Game Review

by Heidi Kemps,

Planetarian

PC

Description:
Review: Planetarian
In this kinetic novel, readers discover a cheerful robot girl - and the planetarium she tends - amidst the ruins of a ruined, war-torn city and a ravaged Earth.
Review:

Yumemi is possibly the best employee anyone could ask for. She's cute, polite, and cares deeply for each and every customer that sets foot in the planetarium at the top of the giant Flowercrest department store. She's also exceptionally knowledgeable about the displays of stars and heavenly bodies. Of course, this is likely due to her programming for than anything – for Yumemi isn't actually human, but a robot tailored especially for the purpose of running presentations at the Flowercrest planetarium, a job she's handled expertly for several decades.

But the last few decades have been exceptionally quiet. Unbeknownst to Yumemi's robotic consciousness, a great war has ravaged the earth, and a bioweapon strike thirty-odd years ago has left the city as an abandoned husk, populated only by roving, mindless mechanical weapons. The smattering of humanity that still exists on planet Earth fights for their lives, shielding themselves against the ever-falling poisonous rain while risking everything to scavenge the ruins of cities for scant valuables. Yet every day that Yumemi is operational, she calls out to customers who never come, imploring them to visit the planetarium. And then one fateful day, a new “customer” actually comes…


Planetarian marks the first official English release of a title by Key, the much-loved brand of major visual novel publisher VisualArt's. Its scope is considerably smaller than that of Key's gigantic, multi-route, mega-popular titles like Kanon and Clannad. There's not even basic menu-based gameplay here, just a pure, linear narrative presented through text, voice, music, and graphics. It's the “novel” part of visual novel taken to its logical extreme- so much so that VisualArt's even coined a new term for it, “Kinetic Novel.” It's not a particularly long novel, either – you can probably power through it in about three or four hours, making it more of a novella than anything. But semantics aside, since Planetarian isn't really much of a game, its merit rides on the back of its story, characterization, and presentation.

The game begins with the unnamed protagonist stumbling into the long-abandoned Flowercrest building. As a “Junker,” he scavenges for materials left behind in the ruins of civilized society and barters them off to eke out a living. After a fierce struggle to simply get inside the heavily fortified coffin of a city, he's surprised – and more annoyed than anything – to discover that the sole noteworthy thing inside is a naïve chatterbox of a robot girl. She's ignorant of the world outside to the point where waving heavy armaments in her face gets no reaction. All she wants to do is please her long-awaited customer, which she does by presenting him a cobbled-together “bouquet” of electronic scrap and inviting him to see her planetarium presentation.


From the outset, it's not hard to guess the way the story will run. The hero is bitter and grizzled, having never known anything besides war and the horrible legacy it's left behind. Stars are merely legends to him, as the polluted sky has long prevented humanity from seeing anything above. His outlook on life as a constant struggle for survival ended only by inevitable, horrible death clashes sharply with Yumemi's boundless enthusiasm and eagerness to share the wonders of the stars. It's not too hard to guess that eventually Yumemi will present the hero with an experience that opens his heart and radically transforms his fatalist outlook on life. If you're familiar with the tropes usually seen in Key works, it's also not too hard to anticipate some of the emotional swings that will be presented.

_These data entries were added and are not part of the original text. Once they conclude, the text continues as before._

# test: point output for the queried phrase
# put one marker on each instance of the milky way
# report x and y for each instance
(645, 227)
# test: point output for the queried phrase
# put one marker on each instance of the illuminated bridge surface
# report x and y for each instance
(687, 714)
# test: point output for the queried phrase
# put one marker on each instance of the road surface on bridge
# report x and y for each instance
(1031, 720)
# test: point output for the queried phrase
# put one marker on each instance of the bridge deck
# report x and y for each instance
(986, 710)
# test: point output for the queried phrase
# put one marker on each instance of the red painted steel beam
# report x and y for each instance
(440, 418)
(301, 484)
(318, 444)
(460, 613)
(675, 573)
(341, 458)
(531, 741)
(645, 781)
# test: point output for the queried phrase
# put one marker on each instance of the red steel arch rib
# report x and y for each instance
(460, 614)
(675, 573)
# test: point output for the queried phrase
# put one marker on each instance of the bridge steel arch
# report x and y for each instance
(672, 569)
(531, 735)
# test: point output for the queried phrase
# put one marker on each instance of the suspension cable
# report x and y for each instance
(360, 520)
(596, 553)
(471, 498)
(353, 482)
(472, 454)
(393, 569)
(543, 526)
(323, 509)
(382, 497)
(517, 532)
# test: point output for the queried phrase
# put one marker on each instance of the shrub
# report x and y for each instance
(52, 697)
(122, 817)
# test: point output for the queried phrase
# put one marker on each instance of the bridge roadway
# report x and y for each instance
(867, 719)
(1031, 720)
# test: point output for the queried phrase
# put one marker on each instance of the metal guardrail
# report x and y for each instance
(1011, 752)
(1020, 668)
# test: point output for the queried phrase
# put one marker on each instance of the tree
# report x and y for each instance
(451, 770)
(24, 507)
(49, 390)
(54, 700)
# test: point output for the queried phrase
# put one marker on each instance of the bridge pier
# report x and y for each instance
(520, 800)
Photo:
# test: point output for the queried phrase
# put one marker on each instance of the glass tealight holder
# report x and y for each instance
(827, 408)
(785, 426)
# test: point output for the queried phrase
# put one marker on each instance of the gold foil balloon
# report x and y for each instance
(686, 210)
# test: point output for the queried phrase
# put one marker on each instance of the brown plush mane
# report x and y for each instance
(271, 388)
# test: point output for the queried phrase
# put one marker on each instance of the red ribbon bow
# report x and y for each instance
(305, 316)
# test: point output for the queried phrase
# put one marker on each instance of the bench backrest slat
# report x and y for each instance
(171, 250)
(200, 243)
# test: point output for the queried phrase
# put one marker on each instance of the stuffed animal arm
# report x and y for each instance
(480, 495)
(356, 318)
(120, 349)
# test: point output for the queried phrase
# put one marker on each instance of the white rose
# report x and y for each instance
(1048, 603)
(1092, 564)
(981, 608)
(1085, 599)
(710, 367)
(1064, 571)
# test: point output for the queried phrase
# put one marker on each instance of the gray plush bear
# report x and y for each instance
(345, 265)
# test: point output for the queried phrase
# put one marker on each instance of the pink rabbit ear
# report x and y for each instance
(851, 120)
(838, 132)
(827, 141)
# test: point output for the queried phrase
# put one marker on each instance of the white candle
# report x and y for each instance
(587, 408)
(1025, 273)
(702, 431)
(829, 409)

I went into the game knowing how Key stuff tends to play out, story- and character-arc wise, and still enjoyed it immensely. It's a charming story about two characters growing and changing as people (or, rather, one person and one robot). The narrative flow is helped along by an excellent localization, with well-written, nicely edited text making the game's constant stream of text boxes a pleasure to read through. Yes, the melodrama comes on layered ultra-thick at points, and it can hit very hard – while I didn't get teary-eyed while playing, several friends testified to breaking down sobbing at emotional climaxes. I sincerely doubt they were exaggerating.


There are some issues, though. Besides that whole “no real gameplay” thing – which isn't really much of fault, since Planetarian never made claims to being anything but a strict novel – the presentation of the game is a bit lacking. Some of it can be chalked up to age: the game's first release in Japan was a decade ago, so it doesn't properly support things like widescreen resolution (if you play it fullscreen, you're going to have an image with black bars along the sides). The character and mech designs by Eiji Komatsu are very well done, but there aren't very many of them: Yumemi is the only real character, and she's only got a handful of static illustrations throughout the game. The event CG images – a reward in many a visual novel – are few in number, and the amount that feature Yumemi are scanter still. Sound-wise, the game is a bit better: the Japanese-only voice acting is uniformly superb, and the background noises and music are well-done and pleasant (though the Metronome song drives me bonkers).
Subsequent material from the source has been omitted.